One of the best bugs I've seen had a description fairly similar to this. Hot rou...

lisper · on Jan 3, 2023

I had one of these back in the 90s that turned out to be a compiler bug. It was code that ran a mobile robot with an arm. Exact same code running on a Sun workstation never failed, but running on an embedded system running vxWorks crashed intermittently, but only when the arm was moving. Entire heap was corrupted, so by the time the crash occurred there was no hope of getting a stack trace or any hint of what went wrong upstream. Turned out to be two mis-ordered instructions that accessed a value on the stack after the stack pointer had been popped. On vxWorks, interrupts used the same stack as the currently running process, so if an interrupt occurred exactly between these two instructions it would clobber that value, and chaos ensued.

Took a full year to figure it out. Good times.
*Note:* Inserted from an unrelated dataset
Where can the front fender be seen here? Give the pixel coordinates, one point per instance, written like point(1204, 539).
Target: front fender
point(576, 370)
aw1621107 · on Jan 3, 2023

How did you end up piecing together what happened?

lisper · on Jan 3, 2023

Long story but the tldr is that it happened in two stages. First someone figured out a way to reliably reproduce the problem. And then I spent a very long time single stepping through machine instructions until I had a eureka moment.

dekhn · on Jan 3, 2023

And the compiler was emitting the two instructions in the wrong order?

lisper · on Jan 4, 2023

dylan604 · on Jan 4, 2023

I hope someone bought you a beer

lisper · on Jan 4, 2023

Discovery is its own reward ;-)

Actually, I remember reporting the bug to the compiler authors and being stunned when they told me that they were not going to issue a new version with the bug fix because the project was no longer being funded. (This was the T dialect of Lisp in case you're wondering.)
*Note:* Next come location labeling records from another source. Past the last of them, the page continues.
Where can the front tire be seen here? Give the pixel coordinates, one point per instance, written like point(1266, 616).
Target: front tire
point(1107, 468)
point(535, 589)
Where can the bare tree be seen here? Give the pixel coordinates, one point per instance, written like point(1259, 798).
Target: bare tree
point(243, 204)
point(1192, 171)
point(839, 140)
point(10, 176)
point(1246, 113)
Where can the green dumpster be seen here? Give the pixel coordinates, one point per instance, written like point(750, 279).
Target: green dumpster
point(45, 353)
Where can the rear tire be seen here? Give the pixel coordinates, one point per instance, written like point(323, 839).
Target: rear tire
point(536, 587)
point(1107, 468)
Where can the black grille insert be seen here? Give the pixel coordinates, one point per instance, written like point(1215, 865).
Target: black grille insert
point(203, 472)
aw1621107 · on Jan 4, 2023

Sounds like quite the arduous process!

What was done in the time period between discovering the bug and its cause?

lisper · on Jan 4, 2023

A lot of rebooting and cursing.

Fortunately, it only happened when the robot's arm was moving, and we were mostly doing mobility research so we were able to be productive simply by not using the arm.

sidewndr46 · on Jan 3, 2023

It has been a while, but a switch to kernel mode followed by a switch back to the same user mode process doesn't actually mess with FP registers. The idea being, the kernel should not be using those anyways.

Also minor point: a const pointer is a pointer which always points at the same address. You can still change what is pointed at. You probably meant "a pointer to const"

dekhn · on Jan 3, 2023

Not a switch back to the same process- context switching during normal process switching.

People have been using the term "const pointer" to refer to "a pointer to const" for 20+ years (as long as I've been doing C++), although that's probably more out of laziness than incorrectness. Certainly the language definition didn't do anybody favors.

sidewndr46 · on Jan 4, 2023

OK, that's interesting. Have any details on how FP wasn't being restored?